Dienstag, 15. Mai 2012 12:50
Phoenix Solar

SULZEMOSS (IT-Times) - Die Phoenix Solar AG hat heute die Zahlen für das Geschäftsjahr 2011 sowie für das erste Quartal 2012 bekannt gegeben. Das schwierige Marktumfeld in Deutschland führte zu roten Zahlen, die Internationalisierung soll helfen.

Für die ersten drei Monate 2012 meldet die Phoenix Solar AG ein Umsatzwachstum von 17 Prozent auf 37,9 Mio. Euro. Das EBIT lag bei minus 1,1 Mio. Euro, was einer Verbesserung gegenüber dem Vorjahreszeitraum mit minus 16,9 Mio. Euro entspricht. Die EBIT-Marge stieg damit von minus 52,2 Prozent auf minus 2,9 Prozent. Darin enthalten ist ein einmaliger positiver Ergebniseffekt aus der Veräußerung von 25 MW des Projekts Kazanlak (Bulgarien) an die Bosch Solar Energy AG. Phoenix Solar erwirtschaftete ein Konzernergebnis von minus 1,2 Mio. Euro, welches im Vorjahr bei minus 12,9 Mio. Euro lag. Daraus ergab sich ein Ergebnis je Aktie von minus 0,12 Euro (2011: minus 1,76 Euro).
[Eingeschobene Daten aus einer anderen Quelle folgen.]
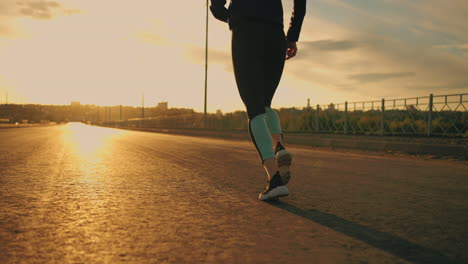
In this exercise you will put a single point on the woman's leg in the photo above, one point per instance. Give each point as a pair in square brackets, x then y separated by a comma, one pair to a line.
[249, 71]
[275, 64]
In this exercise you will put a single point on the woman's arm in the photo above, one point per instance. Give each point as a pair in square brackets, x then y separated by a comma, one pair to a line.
[296, 20]
[219, 10]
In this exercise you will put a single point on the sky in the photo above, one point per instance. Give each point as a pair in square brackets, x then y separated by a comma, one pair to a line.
[110, 52]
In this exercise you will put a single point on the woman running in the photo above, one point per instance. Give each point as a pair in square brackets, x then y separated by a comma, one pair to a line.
[259, 50]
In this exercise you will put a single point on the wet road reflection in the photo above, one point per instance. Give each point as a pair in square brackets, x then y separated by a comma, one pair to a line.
[82, 194]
Für das Gesamtgeschäftsjahr 2011 meldete die Phoenix Solar AG einen Umsatz, der um 38,1 Prozent auf 393,5 Mio. Euro sank. Grund sei der hohe Preisverfall bei Solarmodulen um bis zu 40 Prozent. Das Ergebnis vor Zinsen und Steuern (EBIT) lag bei minus 84,7 Mio. Euro (2010: 36,4 Mio. Euro) bei einer EBIT-Marge von minus 21,5 Prozent (2010: plus 5,7 Prozent). Ferner wies Phoenix Solar ein Konzernergebnis von minus 86,4 Mio. Euro aus, welches im Vorjahr noch plus 24,1 Mio. Euro betrug. Daraus ergab sich ein Ergebnis je Aktie von minus 11,8 Euro gegenüber plus 3,44 Euro in 2010.